I have proven that .9... = 1. (If you want the proof, just tell me)

but what about the floor() function?

wouldn't the floor(.9...) = 0 and the floor(1) = 1?
Therefore disproving my proof?

Yes, that does disprove you.

I'd love to see the proof, but it's undoubtedly like the proofs that prove 1=2. Hate to say it, but .999... isn't equal to 1, unless you're an microprocessor.

--EDIT--
Yeah, so there's a proof. Big whoop. Sigma is overrated. ;)

Maybe this would help. . .
Linky (http://mathforum.org/dr.math/faq/faq.0.9999.html)

Summation was the way I proved it. Any thoughts on if floor(.9...) = 1 or 0?

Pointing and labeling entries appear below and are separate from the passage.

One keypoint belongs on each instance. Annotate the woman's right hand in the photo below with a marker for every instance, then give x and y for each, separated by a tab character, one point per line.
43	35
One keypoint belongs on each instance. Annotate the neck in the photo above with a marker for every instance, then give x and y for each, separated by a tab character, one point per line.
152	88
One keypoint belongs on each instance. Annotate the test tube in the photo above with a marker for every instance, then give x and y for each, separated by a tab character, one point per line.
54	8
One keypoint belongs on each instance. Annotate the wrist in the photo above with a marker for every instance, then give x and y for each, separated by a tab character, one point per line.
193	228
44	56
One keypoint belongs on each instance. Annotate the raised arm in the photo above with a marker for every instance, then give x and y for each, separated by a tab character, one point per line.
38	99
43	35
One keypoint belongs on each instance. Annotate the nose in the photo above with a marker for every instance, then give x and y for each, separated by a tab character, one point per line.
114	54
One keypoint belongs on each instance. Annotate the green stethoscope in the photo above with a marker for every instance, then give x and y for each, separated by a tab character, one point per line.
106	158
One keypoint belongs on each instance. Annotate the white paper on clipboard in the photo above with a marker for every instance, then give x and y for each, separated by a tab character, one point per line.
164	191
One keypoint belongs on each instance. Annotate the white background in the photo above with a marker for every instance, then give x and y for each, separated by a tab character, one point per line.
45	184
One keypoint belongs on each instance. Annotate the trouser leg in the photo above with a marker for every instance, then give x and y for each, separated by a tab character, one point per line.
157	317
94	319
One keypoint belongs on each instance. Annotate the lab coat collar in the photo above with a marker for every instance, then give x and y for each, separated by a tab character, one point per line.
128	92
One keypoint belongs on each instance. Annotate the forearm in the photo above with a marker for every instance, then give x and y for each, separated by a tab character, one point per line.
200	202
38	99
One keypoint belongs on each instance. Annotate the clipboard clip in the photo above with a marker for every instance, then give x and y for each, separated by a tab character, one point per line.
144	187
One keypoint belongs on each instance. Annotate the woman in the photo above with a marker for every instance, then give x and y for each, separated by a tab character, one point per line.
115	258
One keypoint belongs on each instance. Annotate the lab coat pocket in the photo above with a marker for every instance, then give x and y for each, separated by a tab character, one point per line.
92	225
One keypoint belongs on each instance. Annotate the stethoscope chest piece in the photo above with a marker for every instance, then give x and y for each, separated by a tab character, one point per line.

Maybe this would help. . .
Linky (http://mathforum.org/dr.math/faq/faq.0.9999.html)
Or.... if your too lazy to read through that (like me!)

3/9= .3333333.... so 3/9 + 3/9 + 3/9 = 9/9 and .3333333.... + .3333333.... + .3333333.... = .999999....

Isn't infinity wonderfull?

You'd need a more formal definition of floor before you can prove or disprove anything. The formal definition of floor is: floor(x) is equal to the largest integer less than or equal to x.

You've already proven that .999... = 1, so 1 is the largest integer less than or equal to .999... and everything works out. Confusion only comes when you use the informal definition of ignoring everything after the decimal point.

x = 0.9999...
10x = 9.9999...
10x - x = 9.9999... - 0.9999...
9x = 9
x = 1